Editor’s note: Ezra Gottheil of Technology Business Research explains how Dell Technologies is shaping its future around the Internet of Things. This is the first of a two-part report.
Dell Technologies (NYSE: DVMT) put the spotlight on Internet of Things (IoT) at a two‐day media and analyst event in New York City. Dell is using IoT effectively to tell its corporate story. One year after the Dell EMC merger, the sprawling and diverse company presents, in its messaging at least, a coherent vision of a comprehensive provider of IT infrastructure products and services. Providing infrastructure for IoT is in keeping with Dell’s vision of the company’s future role, a role Dell has been describing for some time: Dell helps IT be flexible and responsive to the rapidly evolving needs of innovative new applications of technology in business. Specifically, IoT makes the best case for a distributed fluid infrastructure. TBR believes the company’s new emphasis on IoT will help drive additional growth, not just for IoT, but for the whole collection of innovations often termed digital transformation.
This approach benefits Dell in two ways: by driving IoT business, and by creating a template for other innovative technologies. CEO Michael Dell defined Dell’s offering as “IT infrastructure for IoT.” The same infrastructure will serve for many other new applications, such as the ones often subsumed under digital transformation. TBR believes that in many organizations, IoT adoption will lead to additional applications, both IoT and non‐IoT. If Dell can establish itself as a customer’s IT vendor for IoT, it will probably be selected as the vendor for other digital transformation applications.
Innovation infrastructure is Dell’s avenue to future growth; PCs, infrastructure hardware and software, and services are the company’s current business. The company reported continued growth in PC revenue and profit, despite a stagnant global market. Like its main competitors HP Inc. (NYSE: HPQ) and Lenovo, Dell benefits from consolidation in the PC industry, and in 2Q17 the company claimed first place in revenue and profit, if not in market share. Dell reported success in expanding consumer sales in gaming PCs and workstations, as well as expanding consumer sales in seven additional countries.
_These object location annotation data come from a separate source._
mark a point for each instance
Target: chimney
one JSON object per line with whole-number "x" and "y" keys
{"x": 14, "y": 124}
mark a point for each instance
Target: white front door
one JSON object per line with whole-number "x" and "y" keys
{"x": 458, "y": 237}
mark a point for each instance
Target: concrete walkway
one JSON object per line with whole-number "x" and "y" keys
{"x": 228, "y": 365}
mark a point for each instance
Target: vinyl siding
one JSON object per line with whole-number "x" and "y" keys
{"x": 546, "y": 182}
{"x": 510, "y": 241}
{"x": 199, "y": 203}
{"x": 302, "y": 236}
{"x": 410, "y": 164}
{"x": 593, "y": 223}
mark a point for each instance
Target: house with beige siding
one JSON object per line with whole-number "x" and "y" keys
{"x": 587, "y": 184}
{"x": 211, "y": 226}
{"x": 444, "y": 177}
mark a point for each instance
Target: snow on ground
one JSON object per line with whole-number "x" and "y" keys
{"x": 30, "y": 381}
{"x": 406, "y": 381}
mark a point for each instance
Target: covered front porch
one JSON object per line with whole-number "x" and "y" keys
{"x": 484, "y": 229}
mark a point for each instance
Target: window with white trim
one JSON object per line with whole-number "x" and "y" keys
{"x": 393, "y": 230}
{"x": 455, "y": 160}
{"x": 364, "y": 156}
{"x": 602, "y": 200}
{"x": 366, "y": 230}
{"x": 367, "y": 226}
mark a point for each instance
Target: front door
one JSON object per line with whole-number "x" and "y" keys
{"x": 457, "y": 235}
TBR believes the company has adopted an overall strategy of concentrating its investments in both specific markets and specific PC features, and that this strategy is paying off.
Dell’s IoT‐driven architecture: From edge to cloud via the ‘distributed core’
The trend in recent years has been the ongoing concentration of compute and storage assets in the cloud. TBR believes that IoT’s requirements have led to a more decentralized architecture, or a multi‐tier architecture we have referred to as “hybrid IoT.” At the New York event, Dell presented its version of this decentralized approach, which includes three main tiers: the edge, the distributed core and the cloud:
The edge includes devices and sensors, as well as gateways, PCs or small servers that connect to devices and act on incoming data. In many cases, summarized data is forwarded to other on‐premises servers, to remote servers or to the cloud.
The distributed core is Dell’s term for on‐premises servers, either in data centers or distributed to be closer to the data and the edge.
The cloud includes the public cloud, hosted private clouds and on‐premises private clouds.
Where data is stored and processed depends on the application. Transmission and storage of large quantities of data, such as the direct readout from device sensors, is expensive and often unnecessary. Transmitting all data to the cloud for analysis and reaction may introduce unwanted delays (latencies). Increasingly, edge processing both reacts to and summarizes data. Data from IoT installations is often merged with other data, including both centralized company data and data from other edge applications.
The Dell architectural vision is one in which data and processing can be located wherever is best for the application. Virtualization and cloud software make it easy to relocate data and processing as requirements change. While Dell participates in all three tiers, the company’s greatest interests are in the edge and distributed core, which play to the company’s strengths in building computation and storage devices of all sizes and specifications, including edge gateways. Dell wants to play well with the cloud, but make the “distributed core” and edge more attractive for many applications.
Because IoT solutions are more diverse than other types of applications, and because IoT incorporates edge devices capable of generating enormous quantities of data, an IoT infrastructure architecture should be very flexible, with the ability to adjust capacity quickly. IoT potentially makes the greatest demands on infrastructure, so an architecture that can handle multiple IoT solutions is capable of handling most other application requirements. This is one reason for Dell’s use of IoT to represent its innovation infrastructure initiative; the other reason is that IoT is now top‐of‐mind for both management and IT.